NaH (48 mg, 60% suspension in mineral oil, 1.2 mmol) was
then added in small portions, and the mixture was stirred for 3
h. The reaction was carefully quenched by addition of a sat. aq NH4Cl
solution (10 mL). The aqueous layer was extracted with EtOAc (3 × 10
mL), the organic layers were combined, dried over MgSO4,
and evaporated. The residue was then chromatographed on silica gel
and provided the desired
α-alkoxy-γ-lactams 9a-j.
Physical Data for 9j
This product
was isolated as colorless oil; yield 96% (EtOAc-cyclohexane,
30:70). IR (KBr): 3419, 1965 cm-¹. ¹H
NMR (300 MHz, CDCl3): δ = 1.15 (t, J = 7.0 Hz,
3 H), 1.22-1.23 (m, 6 H), 2.61 (d, J = 17.7
Hz, 1 H), 2.82 (m, 2 H), 3.19-3.29 (m, 1 H), 3.42 (d, J = 17.7 Hz,
1 H), 3.64 (q, J = 7.0
Hz, 2 H), 3.75-3.81 (m, 1 H), 3.84 (s, 3 H), 3.86 (s, 3
H), 4.10-4.32 (m, 4 H), 5.42 (s, 1 H), 6.73-6.81
(m, 3 H) ppm. ¹³C NMR (75 MHz, CDCl3): δ = 14.1,
14.2, 15.5, 33.8, 36.5, 42.8, 56.0, 56.1, 59.9, 62.4, 62.5, 67.3,
91.7, 111.5, 112.2, 120.7, 131.5, 147.9, 149.2, 166.7, 169.3, 171.4
ppm.
Full crystallographic data have been
deposited at the Cambridge Crystallographic Data Centre; CCDC reference number
777319 for product 9h.
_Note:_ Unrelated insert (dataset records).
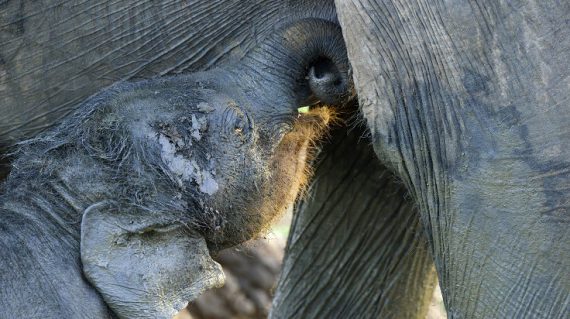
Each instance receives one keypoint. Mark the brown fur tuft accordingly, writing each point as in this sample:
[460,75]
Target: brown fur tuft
[291,162]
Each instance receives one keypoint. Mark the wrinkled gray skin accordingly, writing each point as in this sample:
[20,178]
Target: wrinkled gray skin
[465,101]
[112,212]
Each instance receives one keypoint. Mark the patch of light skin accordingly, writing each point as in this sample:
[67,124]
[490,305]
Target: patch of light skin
[186,169]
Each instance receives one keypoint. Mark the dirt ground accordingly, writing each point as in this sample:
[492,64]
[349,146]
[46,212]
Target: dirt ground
[251,274]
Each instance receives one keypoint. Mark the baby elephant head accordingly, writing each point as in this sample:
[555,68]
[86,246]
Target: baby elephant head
[181,165]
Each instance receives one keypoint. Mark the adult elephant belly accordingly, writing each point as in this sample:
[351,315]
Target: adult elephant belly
[56,53]
[466,101]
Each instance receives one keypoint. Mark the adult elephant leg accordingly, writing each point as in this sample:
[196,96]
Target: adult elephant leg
[468,103]
[356,249]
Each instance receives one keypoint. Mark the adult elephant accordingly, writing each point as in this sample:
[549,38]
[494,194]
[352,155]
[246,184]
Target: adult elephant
[465,101]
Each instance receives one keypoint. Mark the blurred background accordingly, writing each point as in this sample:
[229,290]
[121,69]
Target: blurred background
[252,271]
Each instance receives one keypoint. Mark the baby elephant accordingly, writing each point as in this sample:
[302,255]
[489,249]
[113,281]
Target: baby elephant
[113,212]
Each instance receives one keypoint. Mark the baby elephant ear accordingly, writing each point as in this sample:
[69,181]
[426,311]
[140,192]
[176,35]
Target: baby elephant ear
[142,268]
Copies of the data
can be obtained free of charge at the following address:
http://www.ccdc.cam.ac.uk.
Optimized Procedure
for the Preparation of Compounds 9a-i
Starting
from ethoxymethylene malononitrile (1d,
270 mg, 2.2 mmol) and N-alkyl-α-bromoacetamide
(8c, 1 mmol) were dissolved in freshly
distilled MeCN (10 mL). K2CO3 (166 mg, 1.2
mmol) was then added, and the mixture was stirred for 2 h under
reflux. The reaction was filtered through a small pad of Celite
545 using CH2Cl2, and the organic layer was
evaporated. The residue was then purified by chroma-
tography
on silica gel column and provided the desired α-alkoxy-γ-lactam.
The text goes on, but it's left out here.